King Family Endows ACLS Fellowship Focused on Ancient American Art and Culture
Published: April 4, 2024
ACLS is pleased to announce that Heidi and Tim King have committed $1.5 million to endow the ACLS H. and T. King Fellowship in Ancient American Art and Culture. The Kings worked with ACLS to launch the fellowship in 2019, which recognizes promising early-career scholars pursuing research on the art and architecture of pre-contact societies in the Americas. Their generous endowment will support scholars working in these fields for decades to come.
The fellowship, which is awarded each year as part of the ACLS Fellowship Program, has supported five emerging scholars thus far, including the newly announced 2024 ACLS King Fellow Catherine H. Popovici. An art historian and Austen-Stokes Postdoctoral Fellow at Johns Hopkins University, Popovici was selected for her project “Variable Atmospheres: Experiencing the Copán Valley Stelae.”
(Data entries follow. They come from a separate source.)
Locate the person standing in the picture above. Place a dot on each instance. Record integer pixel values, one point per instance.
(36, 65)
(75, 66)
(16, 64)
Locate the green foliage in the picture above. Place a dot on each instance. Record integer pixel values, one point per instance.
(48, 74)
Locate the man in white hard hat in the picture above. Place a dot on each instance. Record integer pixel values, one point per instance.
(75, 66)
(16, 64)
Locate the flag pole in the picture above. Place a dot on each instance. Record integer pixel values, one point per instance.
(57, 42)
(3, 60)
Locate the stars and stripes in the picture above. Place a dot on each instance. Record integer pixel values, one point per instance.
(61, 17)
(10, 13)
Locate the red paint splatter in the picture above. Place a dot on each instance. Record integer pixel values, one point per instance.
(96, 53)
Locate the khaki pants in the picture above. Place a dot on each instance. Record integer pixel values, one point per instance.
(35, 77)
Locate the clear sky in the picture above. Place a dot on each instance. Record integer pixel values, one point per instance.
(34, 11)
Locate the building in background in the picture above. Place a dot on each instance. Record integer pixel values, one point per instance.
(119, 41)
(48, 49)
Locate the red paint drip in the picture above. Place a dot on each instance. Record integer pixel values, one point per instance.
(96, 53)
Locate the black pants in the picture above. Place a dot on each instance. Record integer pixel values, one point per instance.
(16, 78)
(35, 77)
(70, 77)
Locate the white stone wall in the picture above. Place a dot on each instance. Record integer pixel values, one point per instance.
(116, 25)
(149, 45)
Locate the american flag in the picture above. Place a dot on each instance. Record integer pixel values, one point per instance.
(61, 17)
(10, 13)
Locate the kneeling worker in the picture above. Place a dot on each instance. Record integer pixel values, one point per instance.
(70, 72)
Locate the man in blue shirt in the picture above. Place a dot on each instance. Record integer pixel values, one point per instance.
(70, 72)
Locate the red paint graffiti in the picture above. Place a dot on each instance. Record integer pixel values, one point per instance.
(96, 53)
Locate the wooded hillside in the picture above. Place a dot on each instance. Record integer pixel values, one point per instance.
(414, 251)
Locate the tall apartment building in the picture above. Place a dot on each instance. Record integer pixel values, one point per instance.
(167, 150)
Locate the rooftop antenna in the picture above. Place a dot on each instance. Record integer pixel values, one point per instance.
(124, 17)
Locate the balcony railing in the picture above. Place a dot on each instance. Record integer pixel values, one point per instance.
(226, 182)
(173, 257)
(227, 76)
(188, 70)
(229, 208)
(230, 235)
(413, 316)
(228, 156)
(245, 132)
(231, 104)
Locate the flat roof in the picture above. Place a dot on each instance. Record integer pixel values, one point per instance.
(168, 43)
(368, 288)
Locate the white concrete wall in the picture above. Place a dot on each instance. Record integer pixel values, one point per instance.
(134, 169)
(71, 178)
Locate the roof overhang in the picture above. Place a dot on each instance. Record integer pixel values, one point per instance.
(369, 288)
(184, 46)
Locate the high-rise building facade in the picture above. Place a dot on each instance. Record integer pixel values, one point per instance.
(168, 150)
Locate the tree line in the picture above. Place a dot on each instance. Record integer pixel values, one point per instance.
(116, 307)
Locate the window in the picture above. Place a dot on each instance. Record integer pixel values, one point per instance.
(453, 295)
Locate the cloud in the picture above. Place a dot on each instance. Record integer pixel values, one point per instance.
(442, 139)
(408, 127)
Based on more than 30 years of experience working with Indigenous art and artifacts at the Metropolitan Museum of Art, Heidi King saw a need for more advanced research to increase understanding and appreciation of the contributions and achievements made by early inhabitants of the Americas. The Kings hope to significantly influence conversations that miscast societies outside Euro-descended traditions as “stone-age cultures,” which has traditionally been driven by Eurocentric thinking. This objective resonates with many of the ACLS King Fellows and their research topics, which cover a diverse range of cultures and geographic areas.
“I was drawn to the ACLS H. and T. King Fellowship in Ancient American Art and Culture because of its special dedication to supporting early-career scholars working to forward our understanding of the art and culture of the Ancient Americas,” said Allison Caplan, 2022 ACLS King Fellow and Assistant Professor of the History of Art at Yale University. “These goals aligned well with my own project, which focuses on the art of the Aztec Empire in a way that foregrounds Indigenous voices, by using sources written in the Nahuatl language that provide insight into Nahua aesthetics and understandings of the process of making art.”
These goals aligned well with my own project, which focuses on the art of the Aztec Empire in a way that foregrounds Indigenous voices, by using sources written in the Nahuatl language that provide insight into Nahua aesthetics and understandings of the process of making art.
Allison Caplan F’22
Photo by Patrycja Przadka
Franco D. Rossi, 2021 ACLS King Fellow and Lecturer at the Massachusetts Institute of Technology, used his fellowship to continue his research on an ancient school at the Maya archaeological site of Xultun in Guatemala.
“By putting material culture and art history in dialogue with anthropological theory, my work examines how ancient schools were intimately involved in the crafting and transmission of specialized expertise across time,” Rossi explained. “After over twenty years of data collection in Guatemala, our project has assembled a great deal of information about the intricate political ecologies of education and statecraft in this milieu, and I am delighted to have an opportunity to share this work more broadly with many other communities and thinkers through the planned book manuscript.”
Currently in her fellowship year, Stephanie M. Strauss F’23 has delved into her interdisciplinary project, which draws on anthropology, art history, and linguistics. Her research explores the invention, display, and design of hieroglyphic texts and narrative art in early Mesoamerica, a project that has never been tackled by a single Mesoamericanist in one cohesive manuscript.
The ACLS H. and T. King Fellowship is the only award that could have given me the time needed to complete this fine-grained research and to organize my findings into a well-drafted book manuscript.
Stephanie M. Strauss F’23
“The ACLS H. and T. King Fellowship is the only award that could have given me the time needed to complete this fine-grained research and to organize my findings into a well-drafted book manuscript,” said Strauss. “It preserved my time and focused my attention at a critical point in my scholarly career, as I sought to bring my first postdoctoral project from conceptualization to concretization.”
As part of the ACLS Fellowship Program, the ACLS H. and T. King Fellowship in Ancient American Art and Culture comes with a stipend of $30,000 to $60,000 for six to twelve months of research and writing, as well as additional funds for scholars who do not hold tenure track appointments. Applications will open in July 2024. Scholars who are pursuing research on the art and architecture of pre-contact societies in the Americas, as well as the anthropology, archaeology, epigraphy, and historical accounts related to their visual culture, are encouraged to apply.
Franco D. Rossi, Austen-Stokes Postdoctoral Fellow in the Art of the Ancient Americas at Johns Hopkins University, is one of two inaugural recipients of the ACLS H. and T. King Fellowship in Ancient American Art and Culture.